A: I think that can happen - normally you see Twombly in a very sterile or very clean-cut architectural space on his own. I think this is probably very good for those who want to push Twombly into the limelight as well because you're showing him next to one of the great Old Masters, but I think you have to be selected, you have to curate it. I think this had to be a curated show, it's not a show that the artist, Twombly, would have put on himself, and it's probably thanks to the friendship he had wit the curator that it ever happened. Some artists refuse to be seen next to a great old master, because they're petrified to do so and others are more confidant, like Lucien Freud - we had a Freud show once in the gallery and his work was interspersed in the space - you'd be looking at an Old Master and suddenly Freud would pop out on the wall, so there are different ways of doing it. The reason I liked the Twombly / Poussin exhibition was that it wasn't an obvious visual connection and therefore you had to really search longer and the rewards were greater, where maybe with Turner and Twombly it's visually more obvious and though it may be very beautiful at first, it may get repetitive, whereas with Poussin it was surprisingly rich. What was so good about this exhibition was that they both had these themes that they worked on throughout their careers.

Q: Which for you was the most interesting juxtaposition and why?

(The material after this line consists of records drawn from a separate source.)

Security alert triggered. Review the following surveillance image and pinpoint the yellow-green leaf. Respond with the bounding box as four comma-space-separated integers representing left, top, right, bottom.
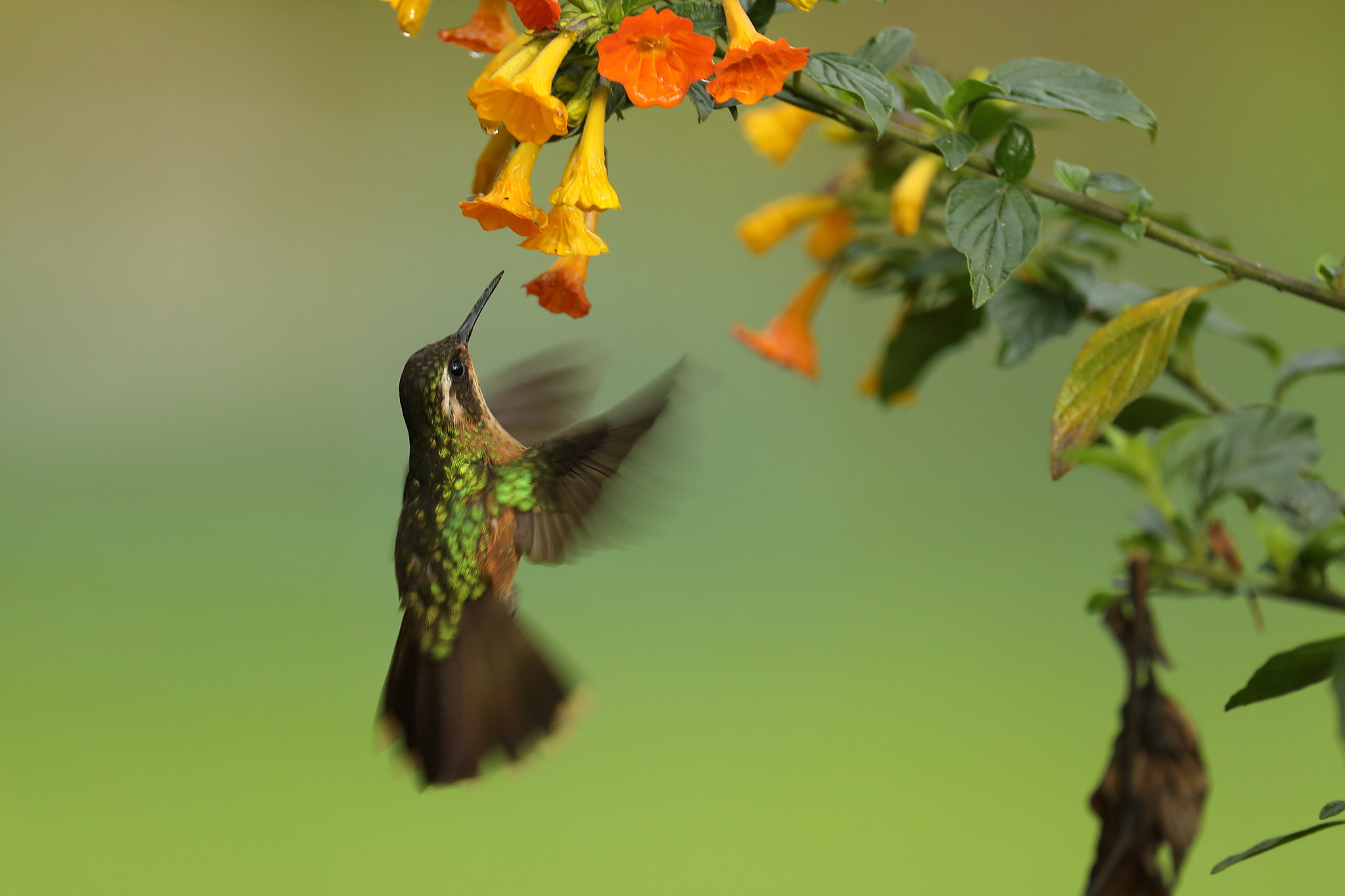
1050, 281, 1229, 480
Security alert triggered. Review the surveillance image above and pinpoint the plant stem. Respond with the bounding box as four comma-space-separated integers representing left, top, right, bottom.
782, 79, 1345, 312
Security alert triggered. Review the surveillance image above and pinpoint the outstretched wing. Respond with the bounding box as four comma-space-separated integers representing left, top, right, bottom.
481, 345, 598, 444
496, 364, 680, 563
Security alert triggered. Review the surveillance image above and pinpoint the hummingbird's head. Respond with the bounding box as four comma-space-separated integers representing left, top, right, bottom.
399, 271, 504, 437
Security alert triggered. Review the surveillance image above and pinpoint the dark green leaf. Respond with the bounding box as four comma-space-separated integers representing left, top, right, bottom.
1209, 821, 1345, 874
986, 277, 1084, 367
1224, 637, 1345, 711
1113, 395, 1202, 434
1275, 347, 1345, 404
996, 121, 1037, 182
1269, 480, 1341, 534
686, 81, 714, 123
1056, 158, 1092, 194
878, 299, 984, 400
933, 131, 977, 171
910, 66, 952, 109
1164, 407, 1321, 512
943, 78, 997, 121
854, 28, 916, 73
803, 53, 897, 133
986, 58, 1158, 136
944, 180, 1041, 308
967, 102, 1009, 144
672, 0, 728, 33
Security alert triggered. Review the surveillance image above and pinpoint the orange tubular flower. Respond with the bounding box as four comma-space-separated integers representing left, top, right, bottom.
552, 87, 621, 211
439, 0, 518, 53
707, 0, 808, 106
387, 0, 430, 37
523, 211, 597, 318
742, 102, 822, 165
597, 7, 714, 109
732, 270, 831, 380
892, 153, 943, 236
457, 144, 546, 236
738, 194, 841, 255
805, 208, 854, 262
472, 131, 514, 196
467, 33, 574, 144
510, 0, 561, 31
519, 205, 607, 255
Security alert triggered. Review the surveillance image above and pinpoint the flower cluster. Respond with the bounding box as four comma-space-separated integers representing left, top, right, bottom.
387, 0, 806, 317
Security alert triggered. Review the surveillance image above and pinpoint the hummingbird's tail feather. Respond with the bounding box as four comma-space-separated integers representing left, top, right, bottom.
380, 597, 570, 784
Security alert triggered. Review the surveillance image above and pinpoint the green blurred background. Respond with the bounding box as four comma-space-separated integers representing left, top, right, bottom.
0, 0, 1345, 896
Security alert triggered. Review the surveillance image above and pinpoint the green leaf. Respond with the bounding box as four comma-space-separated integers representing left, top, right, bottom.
1056, 158, 1092, 194
940, 78, 998, 121
1209, 821, 1345, 874
686, 81, 714, 123
1050, 284, 1222, 480
1275, 347, 1345, 404
878, 299, 984, 400
672, 0, 728, 33
803, 53, 897, 133
986, 277, 1084, 367
1224, 637, 1345, 712
850, 26, 916, 73
986, 58, 1158, 137
910, 66, 952, 109
1164, 407, 1322, 513
933, 131, 977, 171
943, 180, 1041, 308
1113, 394, 1204, 434
996, 121, 1037, 182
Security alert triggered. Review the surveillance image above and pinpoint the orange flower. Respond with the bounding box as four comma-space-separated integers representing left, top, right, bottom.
510, 0, 561, 31
467, 32, 576, 144
523, 252, 597, 318
552, 87, 621, 211
732, 268, 831, 380
457, 144, 546, 236
597, 7, 714, 109
742, 102, 822, 165
387, 0, 430, 37
472, 131, 514, 196
892, 153, 943, 236
519, 205, 607, 255
738, 194, 841, 255
805, 208, 854, 262
439, 0, 518, 53
709, 0, 808, 106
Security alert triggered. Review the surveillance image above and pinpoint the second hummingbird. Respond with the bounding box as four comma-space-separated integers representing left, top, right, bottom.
380, 271, 676, 784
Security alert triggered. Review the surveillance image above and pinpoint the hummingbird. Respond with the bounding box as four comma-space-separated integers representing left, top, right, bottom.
378, 271, 678, 786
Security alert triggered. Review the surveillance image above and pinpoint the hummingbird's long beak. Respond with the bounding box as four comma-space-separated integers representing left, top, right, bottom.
457, 271, 504, 345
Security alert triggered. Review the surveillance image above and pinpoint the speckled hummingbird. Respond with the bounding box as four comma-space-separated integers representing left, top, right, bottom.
380, 271, 676, 784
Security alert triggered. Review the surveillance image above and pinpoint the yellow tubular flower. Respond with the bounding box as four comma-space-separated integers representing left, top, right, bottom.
472, 131, 514, 196
519, 205, 607, 255
457, 144, 546, 236
387, 0, 430, 37
467, 33, 574, 144
892, 153, 943, 236
738, 194, 841, 255
742, 102, 820, 165
552, 87, 621, 211
805, 208, 854, 262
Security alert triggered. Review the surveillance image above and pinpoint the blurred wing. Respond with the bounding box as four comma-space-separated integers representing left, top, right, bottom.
483, 345, 598, 444
498, 364, 680, 563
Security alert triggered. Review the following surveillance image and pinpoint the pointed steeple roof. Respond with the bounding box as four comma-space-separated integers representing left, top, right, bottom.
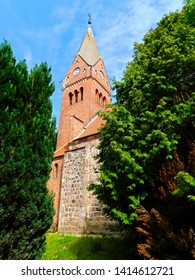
78, 24, 101, 65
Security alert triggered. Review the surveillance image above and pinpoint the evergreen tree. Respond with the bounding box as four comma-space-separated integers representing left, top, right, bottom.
0, 41, 55, 259
91, 1, 195, 259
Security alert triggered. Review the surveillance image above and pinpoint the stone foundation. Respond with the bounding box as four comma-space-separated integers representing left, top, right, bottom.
58, 139, 118, 235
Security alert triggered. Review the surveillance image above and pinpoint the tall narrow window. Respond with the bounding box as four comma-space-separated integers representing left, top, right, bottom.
54, 163, 58, 179
80, 87, 83, 101
103, 96, 107, 107
74, 90, 79, 103
69, 92, 73, 105
95, 89, 99, 103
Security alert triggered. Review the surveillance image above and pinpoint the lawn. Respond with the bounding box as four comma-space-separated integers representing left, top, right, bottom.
42, 233, 133, 260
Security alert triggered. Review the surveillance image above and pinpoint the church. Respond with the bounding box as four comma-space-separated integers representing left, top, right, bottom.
47, 20, 116, 234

A: Coming in, I love seeing Twombly's sculpture next to the Poussin's Landscape With Travellers Resting: A Roman Road (1648), where you've got blocks of stone in the composition. Poussin was interested in using shapes and orifices and space as a way of expressing something. There's something very funerary in Poussin's compositions - it's a very spiritual painting, even though it's just a landscape with a road and people on the side of it. There's something very special about that picture and seeing the sculpture by Twombly (Pasargarde (1994)) next to it brought out aspects of that painting that worked for me.

Q: Finally, which was your "top Twombly" and what was your "top Poussin" in the show?

A: My favourite Cy Twombly painting was by far the Hero and Leandro, which I found very sensual - the pinks he uses are very feminine as well and there's a sense of being washed away as well through the movement of the painting you can feel Leander being pulled away and drowning - the narrative is there, even if it's being treated in a very abstract way. And tha'st in front of our two sensual Poussins that are about Love (Rinaldo and Armida (1628-30) and Venus and Mercury (1626-27)) - where Poussin is trying to explain what Love is in his composition. I think that's one of the nicest rooms, actually.